The opinion of the court was delivered by: Raye , P. J.

In re T.D. CA3


California Rules of Court, rule 8.1115(a), prohibits courts and parties from citing or relying on opinions not certified for publication or ordered published, except as specified by rule 8.1115(b). This opinion has not been certified for publication or ordered published for purposes of rule 8.1115.

Presumed father Thomas D. III appeals the juvenile court's order terminating his parental rights. (Welf. & Inst.

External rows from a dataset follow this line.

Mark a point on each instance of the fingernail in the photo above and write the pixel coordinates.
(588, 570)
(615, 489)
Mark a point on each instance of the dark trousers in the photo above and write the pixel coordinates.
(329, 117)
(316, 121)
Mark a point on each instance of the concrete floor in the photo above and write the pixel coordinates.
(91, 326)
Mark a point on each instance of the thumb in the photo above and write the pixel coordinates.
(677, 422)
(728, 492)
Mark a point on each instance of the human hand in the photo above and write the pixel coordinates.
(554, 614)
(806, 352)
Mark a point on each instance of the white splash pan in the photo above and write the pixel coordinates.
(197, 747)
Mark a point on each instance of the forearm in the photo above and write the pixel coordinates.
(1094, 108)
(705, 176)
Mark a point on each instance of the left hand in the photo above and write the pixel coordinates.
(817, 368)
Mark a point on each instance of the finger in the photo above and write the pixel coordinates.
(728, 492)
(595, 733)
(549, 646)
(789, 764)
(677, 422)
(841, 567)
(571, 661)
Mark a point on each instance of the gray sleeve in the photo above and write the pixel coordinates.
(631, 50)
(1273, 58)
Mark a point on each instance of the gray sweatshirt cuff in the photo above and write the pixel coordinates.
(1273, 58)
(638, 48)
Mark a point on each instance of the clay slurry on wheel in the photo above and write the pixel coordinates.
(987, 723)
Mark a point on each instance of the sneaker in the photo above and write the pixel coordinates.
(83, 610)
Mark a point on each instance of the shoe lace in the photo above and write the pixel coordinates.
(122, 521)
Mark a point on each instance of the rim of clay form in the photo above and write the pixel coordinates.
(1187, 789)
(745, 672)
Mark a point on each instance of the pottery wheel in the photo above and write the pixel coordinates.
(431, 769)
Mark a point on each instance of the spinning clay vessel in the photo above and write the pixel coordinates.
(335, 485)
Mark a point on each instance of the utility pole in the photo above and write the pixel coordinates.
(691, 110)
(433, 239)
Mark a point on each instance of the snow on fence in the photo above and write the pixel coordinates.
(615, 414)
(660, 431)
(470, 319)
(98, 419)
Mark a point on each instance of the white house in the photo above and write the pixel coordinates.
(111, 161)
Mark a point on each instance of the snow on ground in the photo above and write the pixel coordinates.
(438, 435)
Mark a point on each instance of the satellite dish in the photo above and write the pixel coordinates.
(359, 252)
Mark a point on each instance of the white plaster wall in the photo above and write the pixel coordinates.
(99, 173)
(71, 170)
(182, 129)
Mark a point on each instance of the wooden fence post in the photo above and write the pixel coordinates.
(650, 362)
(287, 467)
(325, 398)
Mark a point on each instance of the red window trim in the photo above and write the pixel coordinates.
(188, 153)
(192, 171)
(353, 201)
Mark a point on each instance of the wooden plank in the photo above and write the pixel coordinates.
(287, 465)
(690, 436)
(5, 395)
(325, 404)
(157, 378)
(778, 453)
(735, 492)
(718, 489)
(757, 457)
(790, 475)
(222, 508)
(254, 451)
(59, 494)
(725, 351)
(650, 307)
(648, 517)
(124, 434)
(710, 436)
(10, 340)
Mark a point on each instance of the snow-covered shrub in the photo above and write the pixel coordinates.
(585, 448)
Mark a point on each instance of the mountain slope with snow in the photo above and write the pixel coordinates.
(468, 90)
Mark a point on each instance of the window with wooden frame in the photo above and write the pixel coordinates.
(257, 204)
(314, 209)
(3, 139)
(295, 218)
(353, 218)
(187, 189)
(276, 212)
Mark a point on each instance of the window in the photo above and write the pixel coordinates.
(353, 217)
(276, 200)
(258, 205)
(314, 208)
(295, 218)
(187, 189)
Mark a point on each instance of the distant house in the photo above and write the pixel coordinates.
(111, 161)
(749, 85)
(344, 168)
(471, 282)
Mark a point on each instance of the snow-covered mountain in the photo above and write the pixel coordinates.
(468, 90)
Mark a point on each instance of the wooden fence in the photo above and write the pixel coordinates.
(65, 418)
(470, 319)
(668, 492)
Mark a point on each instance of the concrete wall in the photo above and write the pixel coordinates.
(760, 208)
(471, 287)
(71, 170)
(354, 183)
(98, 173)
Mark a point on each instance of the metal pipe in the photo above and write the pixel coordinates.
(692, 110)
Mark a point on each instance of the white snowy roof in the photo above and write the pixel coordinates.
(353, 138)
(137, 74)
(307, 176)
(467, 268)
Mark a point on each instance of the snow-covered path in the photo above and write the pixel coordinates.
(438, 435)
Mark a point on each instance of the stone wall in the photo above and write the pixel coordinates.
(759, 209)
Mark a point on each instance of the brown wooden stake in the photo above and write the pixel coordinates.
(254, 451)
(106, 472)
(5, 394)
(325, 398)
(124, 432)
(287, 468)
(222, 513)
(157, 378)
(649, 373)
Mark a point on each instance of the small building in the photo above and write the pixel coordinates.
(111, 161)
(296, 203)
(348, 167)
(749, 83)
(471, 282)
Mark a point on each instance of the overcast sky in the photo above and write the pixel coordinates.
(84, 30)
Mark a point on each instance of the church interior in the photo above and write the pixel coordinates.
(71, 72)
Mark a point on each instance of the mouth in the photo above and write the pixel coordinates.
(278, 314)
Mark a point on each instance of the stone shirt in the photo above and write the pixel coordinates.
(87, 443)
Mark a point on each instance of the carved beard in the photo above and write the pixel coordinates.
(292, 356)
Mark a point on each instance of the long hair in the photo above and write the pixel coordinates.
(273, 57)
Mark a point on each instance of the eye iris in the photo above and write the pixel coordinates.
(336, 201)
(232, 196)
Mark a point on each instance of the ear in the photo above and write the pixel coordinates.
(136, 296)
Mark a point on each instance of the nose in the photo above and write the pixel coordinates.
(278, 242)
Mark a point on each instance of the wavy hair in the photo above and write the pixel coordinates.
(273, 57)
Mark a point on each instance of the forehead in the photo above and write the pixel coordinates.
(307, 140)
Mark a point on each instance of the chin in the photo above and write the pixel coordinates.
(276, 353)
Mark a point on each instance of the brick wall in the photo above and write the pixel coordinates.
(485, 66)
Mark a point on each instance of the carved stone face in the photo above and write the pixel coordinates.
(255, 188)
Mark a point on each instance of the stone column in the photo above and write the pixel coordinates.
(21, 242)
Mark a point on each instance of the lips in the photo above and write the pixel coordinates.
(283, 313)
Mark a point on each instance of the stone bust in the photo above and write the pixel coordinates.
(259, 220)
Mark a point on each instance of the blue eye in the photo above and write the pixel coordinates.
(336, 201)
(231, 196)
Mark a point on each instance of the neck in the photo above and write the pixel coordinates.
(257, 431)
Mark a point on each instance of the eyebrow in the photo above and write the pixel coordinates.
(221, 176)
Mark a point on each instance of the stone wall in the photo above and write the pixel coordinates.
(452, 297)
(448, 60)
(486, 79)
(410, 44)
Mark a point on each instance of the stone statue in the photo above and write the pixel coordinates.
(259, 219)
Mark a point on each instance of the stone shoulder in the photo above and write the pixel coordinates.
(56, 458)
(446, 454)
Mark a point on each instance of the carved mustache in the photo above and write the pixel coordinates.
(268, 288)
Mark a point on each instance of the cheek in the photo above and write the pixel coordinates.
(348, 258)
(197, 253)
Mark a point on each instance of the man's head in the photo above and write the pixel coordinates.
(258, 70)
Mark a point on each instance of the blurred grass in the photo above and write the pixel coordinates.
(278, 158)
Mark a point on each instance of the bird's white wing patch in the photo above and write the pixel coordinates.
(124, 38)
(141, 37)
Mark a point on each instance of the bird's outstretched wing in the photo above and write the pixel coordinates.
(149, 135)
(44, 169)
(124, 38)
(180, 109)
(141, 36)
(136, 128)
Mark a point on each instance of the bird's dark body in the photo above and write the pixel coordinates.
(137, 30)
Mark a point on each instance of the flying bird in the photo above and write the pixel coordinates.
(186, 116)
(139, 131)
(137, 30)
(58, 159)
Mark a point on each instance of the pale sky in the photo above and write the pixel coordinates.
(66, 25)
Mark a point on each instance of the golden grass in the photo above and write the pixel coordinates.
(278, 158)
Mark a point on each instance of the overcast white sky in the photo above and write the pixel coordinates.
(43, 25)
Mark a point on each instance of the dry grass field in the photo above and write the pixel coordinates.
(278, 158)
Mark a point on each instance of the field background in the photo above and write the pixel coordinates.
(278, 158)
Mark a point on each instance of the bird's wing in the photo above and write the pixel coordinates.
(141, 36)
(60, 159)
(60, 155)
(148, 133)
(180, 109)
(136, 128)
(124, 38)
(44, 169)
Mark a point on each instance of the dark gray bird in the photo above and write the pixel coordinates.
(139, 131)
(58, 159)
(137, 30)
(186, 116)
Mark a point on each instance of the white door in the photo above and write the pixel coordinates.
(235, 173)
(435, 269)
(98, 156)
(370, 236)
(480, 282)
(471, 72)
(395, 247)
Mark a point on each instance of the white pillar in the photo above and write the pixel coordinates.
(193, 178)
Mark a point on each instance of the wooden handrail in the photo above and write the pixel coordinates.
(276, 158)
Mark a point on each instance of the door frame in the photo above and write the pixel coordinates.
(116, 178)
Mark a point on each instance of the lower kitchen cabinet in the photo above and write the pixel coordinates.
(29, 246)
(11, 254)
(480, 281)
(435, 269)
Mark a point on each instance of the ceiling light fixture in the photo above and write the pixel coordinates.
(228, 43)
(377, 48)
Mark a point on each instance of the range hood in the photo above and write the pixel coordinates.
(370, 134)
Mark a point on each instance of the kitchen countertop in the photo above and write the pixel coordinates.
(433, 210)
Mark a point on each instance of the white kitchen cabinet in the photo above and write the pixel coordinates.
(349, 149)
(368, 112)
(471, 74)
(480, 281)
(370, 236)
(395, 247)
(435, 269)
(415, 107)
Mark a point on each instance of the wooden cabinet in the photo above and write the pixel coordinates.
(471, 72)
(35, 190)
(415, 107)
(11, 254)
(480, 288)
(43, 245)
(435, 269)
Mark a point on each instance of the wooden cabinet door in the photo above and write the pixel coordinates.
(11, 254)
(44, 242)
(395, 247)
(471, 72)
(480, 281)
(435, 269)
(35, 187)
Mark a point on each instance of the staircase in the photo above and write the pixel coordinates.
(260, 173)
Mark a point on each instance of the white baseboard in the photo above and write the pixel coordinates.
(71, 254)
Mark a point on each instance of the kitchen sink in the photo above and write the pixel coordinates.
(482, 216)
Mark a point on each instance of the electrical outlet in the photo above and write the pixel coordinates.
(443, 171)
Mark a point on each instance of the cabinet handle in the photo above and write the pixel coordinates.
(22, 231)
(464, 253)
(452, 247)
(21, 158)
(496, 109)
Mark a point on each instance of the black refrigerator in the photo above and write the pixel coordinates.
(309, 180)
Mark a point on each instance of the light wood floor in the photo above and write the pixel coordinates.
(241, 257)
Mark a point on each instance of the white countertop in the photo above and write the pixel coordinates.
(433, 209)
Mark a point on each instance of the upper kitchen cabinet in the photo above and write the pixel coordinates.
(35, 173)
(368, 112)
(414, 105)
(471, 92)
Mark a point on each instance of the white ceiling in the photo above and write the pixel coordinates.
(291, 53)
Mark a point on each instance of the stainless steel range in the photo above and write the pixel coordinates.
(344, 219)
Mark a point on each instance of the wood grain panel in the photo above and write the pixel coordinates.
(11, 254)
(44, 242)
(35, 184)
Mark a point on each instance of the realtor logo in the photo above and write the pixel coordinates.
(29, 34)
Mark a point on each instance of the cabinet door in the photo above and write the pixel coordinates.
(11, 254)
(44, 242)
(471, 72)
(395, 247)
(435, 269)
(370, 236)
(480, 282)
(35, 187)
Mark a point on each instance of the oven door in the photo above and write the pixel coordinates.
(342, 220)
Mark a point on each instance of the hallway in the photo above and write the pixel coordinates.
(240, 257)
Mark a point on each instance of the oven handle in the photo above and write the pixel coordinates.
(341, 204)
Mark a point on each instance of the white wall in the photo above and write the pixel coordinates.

Code, §§ 366.26, 395.)*fn1 He contends the order must be reversed because of noncompliance with the Indian Child Welfare Act. (ICWA; 25 U.S.C. § 1901 et seq.) We find any error harmless and affirm.


In August 2010 the Shasta County Health and Human Services Agency (Agency) detained the then eight-year-old minor, who had been living with his paternal grandmother in a trailer filled with drugs and drug users. The Agency filed a petition alleging the minor was at substantial risk of physical harm because of his parents' history of domestic violence and substance abuse. In addition, mother had not maintained contact with the minor since he was two years old and father had been incarcerated for most of the minor's life. (§ 300, subd. (b).)

Father responded to the "Parental Notification of Indian Status," stating he was unaware of having any Indian ancestry. The paternal uncle, father's full sibling, indicated he had Cherokee Indian ancestry. The CLETS/NCIC report lists four aliases for father: Thomas D., Thomas Edgar D. III, Thomas Edgar D., and Thomas Edgar D., Sr. The declaration of paternity lists father's name as Thomas Edgar D. III, and this is the name father used to sign documents.

After the initial detention, mother was located in San Diego County. She reported she had not seen the minor since he was two years old. She responded to the Parental Notification of Indian Status, stating she was unaware of having any Indian ancestry. After returning this form, mother had no further contact with social workers and could not be located, despite the social workers' repeated efforts.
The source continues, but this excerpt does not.